When chemicals react, the atoms inside them change into new molecules. But we usually only care about one of these new molecules, leaving the rest as waste. Atom economy is a way to measure how many atoms we actually use to make the desired product. It’s shown as a percentage of all the new molecules created.

In this article, we’ll explore atom economy and how it’s different from percentage yield. We’ll also explain why high atom economies matter in industry. Plus, we’ll show you how to calculate atom economy. By the end, you’ll have a better understanding of how to make chemical reactions more efficient and eco-friendly.

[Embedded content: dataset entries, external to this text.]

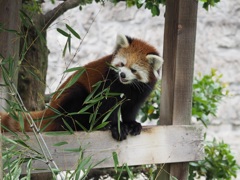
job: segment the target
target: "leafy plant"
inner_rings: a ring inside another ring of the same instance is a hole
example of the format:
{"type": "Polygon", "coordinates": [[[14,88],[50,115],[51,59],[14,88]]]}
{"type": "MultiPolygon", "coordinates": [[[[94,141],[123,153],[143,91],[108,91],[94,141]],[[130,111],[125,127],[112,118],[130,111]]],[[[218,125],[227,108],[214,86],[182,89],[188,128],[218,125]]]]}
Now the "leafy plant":
{"type": "MultiPolygon", "coordinates": [[[[192,116],[201,121],[205,127],[210,122],[209,116],[216,116],[219,102],[228,94],[221,78],[222,75],[212,69],[210,74],[204,76],[198,74],[193,81],[192,116]]],[[[157,88],[159,87],[160,82],[157,84],[157,88]]],[[[141,108],[140,117],[141,122],[145,122],[146,120],[158,120],[159,116],[160,89],[156,89],[141,108]]],[[[202,176],[207,179],[232,179],[237,176],[237,170],[240,167],[228,144],[216,140],[208,141],[204,146],[204,151],[204,160],[190,163],[190,180],[202,176]]]]}
{"type": "MultiPolygon", "coordinates": [[[[222,98],[228,94],[226,85],[221,82],[222,75],[212,69],[210,74],[199,74],[193,81],[192,116],[205,126],[209,124],[209,116],[216,116],[217,107],[222,98]]],[[[160,81],[149,99],[142,106],[140,120],[158,120],[160,116],[160,81]]]]}
{"type": "Polygon", "coordinates": [[[148,100],[141,107],[139,117],[141,122],[147,120],[158,120],[160,116],[160,96],[161,96],[161,81],[158,81],[155,90],[150,94],[148,100]]]}
{"type": "Polygon", "coordinates": [[[112,153],[113,161],[114,161],[114,170],[116,175],[114,176],[114,179],[131,179],[133,180],[134,175],[131,171],[130,167],[127,164],[123,164],[122,166],[119,165],[118,156],[116,152],[112,153]],[[127,177],[123,176],[123,172],[127,172],[127,177]]]}
{"type": "Polygon", "coordinates": [[[75,36],[77,39],[81,40],[80,35],[79,35],[71,26],[69,26],[68,24],[66,24],[66,28],[68,29],[68,31],[69,31],[70,33],[67,33],[66,31],[64,31],[64,30],[62,30],[62,29],[60,29],[60,28],[57,28],[57,31],[58,31],[60,34],[62,34],[63,36],[67,37],[67,41],[66,41],[66,43],[65,43],[65,46],[64,46],[64,49],[63,49],[63,54],[62,54],[63,57],[64,57],[65,54],[66,54],[67,47],[68,47],[69,52],[71,52],[71,47],[72,47],[72,46],[71,46],[71,39],[72,39],[71,34],[72,34],[73,36],[75,36]]]}
{"type": "Polygon", "coordinates": [[[220,0],[200,0],[203,2],[203,8],[207,11],[209,10],[209,7],[214,7],[217,3],[220,2],[220,0]]]}
{"type": "Polygon", "coordinates": [[[194,78],[192,115],[204,126],[209,124],[210,115],[216,116],[219,102],[228,94],[221,78],[215,69],[208,75],[199,74],[194,78]]]}
{"type": "Polygon", "coordinates": [[[237,177],[240,166],[232,155],[229,145],[222,142],[205,142],[205,158],[202,161],[190,163],[189,179],[206,177],[206,179],[226,179],[237,177]]]}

And you’ll impress your chemistry teacher with your newfound knowledge of atom economy!

## What is atom economy?

Atom economy is a useful tool that tells us how many of the atoms involved in a reaction actually end up becoming the desired product. The higher the atom economy, the more efficient the reaction is. This is because efficient reactions create less waste products, which is better for the environment. On the other hand, reactions with low atom economies are inefficient and produce more unwanted products, which can be harmful to the environment. By understanding atom economy, we can make chemical reactions more eco-friendly and efficient.

### How is atom economy different from percentage yield?

You might remember that percentage yield also measures the efficiency of a reaction. It tells us how much of our reaction successfully turned into a product. What’s the difference?

Percentage yield is a value that we get experimentally. It measures the efficiency of a reaction based on the actual results from an experiment. However, atom economy is theoretical. It measures the efficiency of a reaction based on the balanced equation.

### Why do industries want a high atom economy?

Efficient reactions have high atom economies. A reaction with a high atom economy is important in industry because it: Uses fewer natural resources. Produces less waste. Is better for the environment. Makes production cheaper. Is more sustainable.

## How to calculate atom economy

To calculate the atom economy for the production of Iron (Fe) in Jackie's experiment, we use the equation:

Atom Economy = Mr of Desired Product/∑ Mr of all the Products x 100

The molecular mass of Iron (Fe) is 56. So, the Mr of the desired product is 56 x 2 (since Jackie obtained 2 Fe atoms in the reaction) = 112.

The molecular mass of all the products is (56 x 2) + 3(12 + (16 x 2)) = 244.

Substituting these values in the equation, we get:

Atom Economy = 112/244 x 100 = 45.9%

This means that only 45.9% of the atoms in the reactants were used to produce the desired product. The remaining atoms formed other products or were wasted. This indicates that the reaction was not very efficient and could be improved.

In conclusion, atom economy is a useful tool to measure the efficiency of a chemical reaction. By calculating the atom economy, we can determine how many of the atoms in the reactants were used to produce the desired product. A high atom economy is important in industry because it uses fewer natural resources, produces less waste, and is better for the environment. By improving the atom economy, we can make chemical reactions more sustainable and cost-effective

## Atom Economy

How do you calculate atom economy?

You can calculate the atom economy of a reaction by using the equation below:atom economy = Mr of Desired Product/ ∑ Mr of all the Products x 100

How is atom economy different from percentage yield?

Percentage yield measures the efficiency of a reaction based on the actual results from an experiment. However, atom economy is theoretical and measures the efficiency of a reaction based on the balanced equation.

Why do industries want a high atom economy?

The atom economy tells us how efficient a reaction is. A reaction with a high atom economy is important for sustainability because it uses fewer natural resources and produces less waste. This means reactions with high atom economies are better for the environment. Products from an efficient reaction will be cheaper to produce.